Matz scénariste d’un Tueur…

Sceneario.com: Bonjour, pourrais tu te présenter en quelques mots ? Comment as tu rencontré
Jacamon?


MATZ : Très simplement par un ami commun, qui voulait aussi se lancer dans
la bd. En fait, j’ai fait des essais avec eux deux, mais Luc était
clairement extrêmement motivé, et talentueux. Il était pressé de démarrer,
et on a foncé sur le Tueur dont j’avais déjà écrit le synopsis, et auquel je
pensais depuis longtemps. Pour ce qui est de me présenter, il n’y a pas
grand chose à dire. Je vis à Paris, j’ai deux enfants, je sillonne les rues
en scooter, je travaille, une vie plutôt normale, quoi.

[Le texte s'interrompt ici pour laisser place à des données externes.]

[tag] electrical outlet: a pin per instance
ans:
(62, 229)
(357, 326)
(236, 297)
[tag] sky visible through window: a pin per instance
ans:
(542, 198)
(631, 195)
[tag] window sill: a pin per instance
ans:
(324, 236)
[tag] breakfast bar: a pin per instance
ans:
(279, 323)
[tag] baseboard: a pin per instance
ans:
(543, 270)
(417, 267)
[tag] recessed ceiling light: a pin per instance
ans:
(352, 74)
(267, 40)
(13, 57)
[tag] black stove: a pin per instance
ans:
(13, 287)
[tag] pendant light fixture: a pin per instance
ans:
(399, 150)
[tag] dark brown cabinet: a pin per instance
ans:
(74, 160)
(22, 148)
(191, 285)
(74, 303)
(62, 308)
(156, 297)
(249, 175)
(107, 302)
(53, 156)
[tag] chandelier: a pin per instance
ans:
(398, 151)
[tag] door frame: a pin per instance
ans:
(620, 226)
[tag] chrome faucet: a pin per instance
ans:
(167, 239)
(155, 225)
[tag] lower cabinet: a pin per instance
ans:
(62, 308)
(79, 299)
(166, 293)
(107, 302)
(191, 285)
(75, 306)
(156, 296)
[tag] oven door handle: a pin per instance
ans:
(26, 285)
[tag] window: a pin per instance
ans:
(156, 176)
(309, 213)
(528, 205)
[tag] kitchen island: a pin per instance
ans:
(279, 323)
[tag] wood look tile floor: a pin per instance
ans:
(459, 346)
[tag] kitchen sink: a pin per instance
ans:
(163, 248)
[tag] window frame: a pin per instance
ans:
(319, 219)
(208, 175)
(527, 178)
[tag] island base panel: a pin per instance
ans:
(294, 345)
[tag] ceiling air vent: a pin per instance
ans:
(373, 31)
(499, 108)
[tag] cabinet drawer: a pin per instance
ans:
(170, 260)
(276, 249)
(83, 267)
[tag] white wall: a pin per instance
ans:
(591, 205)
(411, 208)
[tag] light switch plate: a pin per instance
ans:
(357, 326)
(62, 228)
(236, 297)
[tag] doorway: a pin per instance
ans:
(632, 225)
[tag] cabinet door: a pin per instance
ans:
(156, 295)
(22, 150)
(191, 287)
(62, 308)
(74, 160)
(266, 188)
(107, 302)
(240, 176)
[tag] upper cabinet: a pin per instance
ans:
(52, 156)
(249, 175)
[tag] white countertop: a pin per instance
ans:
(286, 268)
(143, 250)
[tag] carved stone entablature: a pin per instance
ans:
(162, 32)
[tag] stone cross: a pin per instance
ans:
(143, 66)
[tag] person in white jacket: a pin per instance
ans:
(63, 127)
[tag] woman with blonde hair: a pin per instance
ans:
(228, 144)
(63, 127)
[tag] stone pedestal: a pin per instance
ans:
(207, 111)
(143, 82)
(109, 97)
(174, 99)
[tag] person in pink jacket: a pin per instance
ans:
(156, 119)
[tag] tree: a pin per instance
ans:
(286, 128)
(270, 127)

Sceneario.com: Quelle est votre façon de travailler : vous vous voyez beaucoup, vous
utilisez internet?


MATZ : Non, nous sommes plutôt old school. Je travaille de mon côté le
scénario, et je donne à Luc un scénario entièrement découpé planche par
planche, écrit à la main sur des feuilles de papier, comme au bon vieux
temps.

Sceneario.com: Quelle est la part de chacun dans le travail de l’autre?

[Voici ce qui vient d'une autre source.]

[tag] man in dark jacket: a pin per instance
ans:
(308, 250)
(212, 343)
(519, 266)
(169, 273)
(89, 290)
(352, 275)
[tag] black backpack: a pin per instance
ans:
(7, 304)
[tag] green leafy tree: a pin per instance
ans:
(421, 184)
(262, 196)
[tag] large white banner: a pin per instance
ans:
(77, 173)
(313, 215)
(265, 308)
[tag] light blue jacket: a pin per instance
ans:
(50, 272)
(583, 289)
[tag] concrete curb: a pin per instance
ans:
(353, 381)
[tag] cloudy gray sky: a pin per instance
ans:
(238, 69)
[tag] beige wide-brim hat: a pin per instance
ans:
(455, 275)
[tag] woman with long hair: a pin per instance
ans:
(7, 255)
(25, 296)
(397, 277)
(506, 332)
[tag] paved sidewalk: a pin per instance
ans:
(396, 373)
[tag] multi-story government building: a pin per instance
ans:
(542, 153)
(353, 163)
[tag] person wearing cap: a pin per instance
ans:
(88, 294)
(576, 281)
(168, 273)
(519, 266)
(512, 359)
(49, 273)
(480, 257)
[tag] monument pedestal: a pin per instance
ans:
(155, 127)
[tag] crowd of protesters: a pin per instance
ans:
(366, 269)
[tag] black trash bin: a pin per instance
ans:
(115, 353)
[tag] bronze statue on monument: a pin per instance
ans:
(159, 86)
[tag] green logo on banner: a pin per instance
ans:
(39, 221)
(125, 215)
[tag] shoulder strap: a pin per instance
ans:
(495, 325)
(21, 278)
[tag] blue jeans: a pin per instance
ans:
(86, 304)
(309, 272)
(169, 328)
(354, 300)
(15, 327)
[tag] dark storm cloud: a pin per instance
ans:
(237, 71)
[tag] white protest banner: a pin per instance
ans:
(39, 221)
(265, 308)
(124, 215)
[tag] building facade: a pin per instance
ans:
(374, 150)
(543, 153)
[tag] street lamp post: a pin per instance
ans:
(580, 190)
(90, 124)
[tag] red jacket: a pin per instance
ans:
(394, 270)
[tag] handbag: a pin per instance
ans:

MATZ : Le travail de scénariste est un travail plutôt solitaire, par
définition. J’écris les dialogues et compose les planches dans mon coin,
mais j’écoute les désirs de Luc, s’il me dit qu’il veut par exemple une
séquence avec de la neige ou moins de ville et de voitures, et j’essaie de
les faire entrer dans le scénar. Il y a des contraintes diverses qui peuvent
guider certains choix, mais au bout du compte, je suis assez libre. Dans la
mesure où je propose à Luc un découpage complet, il y a un impact sans doute
plus visible de mon travail sur le sien, mais il est libre de le suivre ou
non, et de modifier la manière dont les choses se déroulent à l’intérieur
d’une planche.

Sceneario.com: Quelles sont tes influences?

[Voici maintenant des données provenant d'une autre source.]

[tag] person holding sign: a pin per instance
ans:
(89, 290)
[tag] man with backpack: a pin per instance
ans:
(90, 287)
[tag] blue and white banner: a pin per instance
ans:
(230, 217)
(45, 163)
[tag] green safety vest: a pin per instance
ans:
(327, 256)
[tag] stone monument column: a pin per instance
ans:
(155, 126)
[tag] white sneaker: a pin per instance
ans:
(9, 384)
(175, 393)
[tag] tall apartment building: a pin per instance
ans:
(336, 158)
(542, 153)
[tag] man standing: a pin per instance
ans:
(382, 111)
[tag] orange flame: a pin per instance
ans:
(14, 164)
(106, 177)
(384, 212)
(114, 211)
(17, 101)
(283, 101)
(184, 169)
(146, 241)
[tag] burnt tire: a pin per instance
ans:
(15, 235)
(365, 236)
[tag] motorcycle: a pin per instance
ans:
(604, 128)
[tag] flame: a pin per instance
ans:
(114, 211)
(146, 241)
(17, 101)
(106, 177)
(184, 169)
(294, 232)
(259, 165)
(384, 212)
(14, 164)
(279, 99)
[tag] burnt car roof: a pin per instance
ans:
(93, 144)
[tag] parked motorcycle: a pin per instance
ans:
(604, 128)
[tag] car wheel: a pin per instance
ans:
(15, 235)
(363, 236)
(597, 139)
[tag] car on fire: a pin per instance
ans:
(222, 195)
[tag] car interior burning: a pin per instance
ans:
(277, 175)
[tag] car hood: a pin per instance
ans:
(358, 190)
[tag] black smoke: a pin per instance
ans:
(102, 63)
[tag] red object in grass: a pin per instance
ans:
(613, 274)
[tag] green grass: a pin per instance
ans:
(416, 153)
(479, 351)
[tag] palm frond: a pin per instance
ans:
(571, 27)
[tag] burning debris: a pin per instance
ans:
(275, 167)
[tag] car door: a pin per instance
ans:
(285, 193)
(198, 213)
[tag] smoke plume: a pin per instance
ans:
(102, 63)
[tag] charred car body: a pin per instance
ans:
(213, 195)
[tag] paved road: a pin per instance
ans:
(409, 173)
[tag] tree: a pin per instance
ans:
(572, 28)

MATZ : En bd, je suis assez classique, j’aime Franquin et Blueberry, MacCoy
et Miller. je reste très admiratif des Spirou de Franquin, genre « QRN sur
Bretzelburg », qui me font toujours autant rire après toutes ces années, et
dont le dessin est très juste. Mais je lis aussi ce qui se fait aujourd’hui,
et trouve des choses qui me plaisent dans les bd plus « modernes », genre ce
que font Pellejero et Zentner, ou la série « Sanctuaire » qui propose des
choses intéressantes en terme de découpage notamment.

Sceneario.com: Quelles sont tes derniers coups de coeur? Coups de gueule?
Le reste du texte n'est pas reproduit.